On his show Tuesday night, Sean Hannity took note of Chris Hayes‘ controversial comment over the weekend, in which he said he was “uncomfortable” calling those in the military “heroes” (he later apologized). The panel collectively agreed that Hayes was wrong, and that an apology was in order — while also noting that there should be more outrage about the issue.
Hayes’ comment was:
“I feel… uncomfortable, about the word because it seems to me that it is so rhetorically proximate to justifications for more war. Um, and, I don’t want to obviously desecrate or disrespect memory of anyone that’s fallen, and obviously there are individual circumstances in which there is genuine, tremendous heroism, you know, hail of gunfire, rescuing fellow soldiers, and things like that. But it seems to me that we marshal this word in a way that is problematic. But maybe I’m wrong about that.”

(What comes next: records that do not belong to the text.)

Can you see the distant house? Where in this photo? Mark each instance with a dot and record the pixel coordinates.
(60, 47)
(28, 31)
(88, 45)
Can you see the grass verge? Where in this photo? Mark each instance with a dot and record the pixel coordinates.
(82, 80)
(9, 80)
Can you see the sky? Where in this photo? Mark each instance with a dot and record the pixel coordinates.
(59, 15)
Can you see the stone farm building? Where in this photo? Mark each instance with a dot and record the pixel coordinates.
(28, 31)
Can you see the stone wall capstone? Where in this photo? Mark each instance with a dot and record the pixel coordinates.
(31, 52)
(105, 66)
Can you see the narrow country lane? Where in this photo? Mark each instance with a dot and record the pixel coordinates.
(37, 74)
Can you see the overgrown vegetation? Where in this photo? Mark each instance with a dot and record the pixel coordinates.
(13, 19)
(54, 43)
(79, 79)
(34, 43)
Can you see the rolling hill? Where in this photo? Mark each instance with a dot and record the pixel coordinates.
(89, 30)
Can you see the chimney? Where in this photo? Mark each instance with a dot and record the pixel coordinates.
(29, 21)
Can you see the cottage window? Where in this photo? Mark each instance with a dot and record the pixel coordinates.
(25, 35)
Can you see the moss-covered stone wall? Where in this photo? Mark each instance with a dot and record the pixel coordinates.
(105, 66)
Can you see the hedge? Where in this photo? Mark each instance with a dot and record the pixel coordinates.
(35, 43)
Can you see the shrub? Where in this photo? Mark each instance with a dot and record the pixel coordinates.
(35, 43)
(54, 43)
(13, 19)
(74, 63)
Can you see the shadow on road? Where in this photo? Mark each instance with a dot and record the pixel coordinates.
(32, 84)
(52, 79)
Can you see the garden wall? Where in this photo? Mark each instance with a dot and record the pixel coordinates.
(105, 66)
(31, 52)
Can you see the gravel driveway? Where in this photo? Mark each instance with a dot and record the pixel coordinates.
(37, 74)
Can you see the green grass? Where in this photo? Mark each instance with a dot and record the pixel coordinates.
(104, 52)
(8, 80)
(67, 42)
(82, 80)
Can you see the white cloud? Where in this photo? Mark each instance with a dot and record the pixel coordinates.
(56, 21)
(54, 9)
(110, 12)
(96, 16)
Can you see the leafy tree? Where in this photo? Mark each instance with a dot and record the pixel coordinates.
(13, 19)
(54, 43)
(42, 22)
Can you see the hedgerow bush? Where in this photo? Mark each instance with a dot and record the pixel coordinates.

Michael Ghouse, of the America Together Foundation, defended Hayes’ right to express his opinion, but noted that Hayes’ opinion is wrong. “He made a big mistake,” Ghouse said. “But I have to defend him for one reason.” That being the freedom of speech. Even though he is wrong, we “should honor his opinions.” Hannity said the issue is the mentality on the Left that has “seemingly contempt and a lack of understanding for the price that has been paid for them on NBC News to make one idiotic, stupid statement after another.” The freedom comes from the people he’s reluctant to call heroes, he said.
Lt. Gen. Thomas McInerney called Hayes “a jerk.” Those in the military don’t make the decision about going to war, he said. Political leaders do. “They are heroes in anybody’s book,” he said. They are why we’re a great nation, he said, not because we have “scumbags” that MSNBC puts on the air.
Ghouse and Hannity then clashed as Ghouse brought up Abu Ghraib and incidents that portray the military in a bad light. Hannity countered with war successes, criticizing the mention of “isolated” incidents. Ghouse did say Hayes owes an apology, agreeing with McInerney that military members don’t make the political decisions.
Hannity further criticized Hayes for only issuing a written apology, not going on the air. He and McInerney agreed that we ought to be outraged.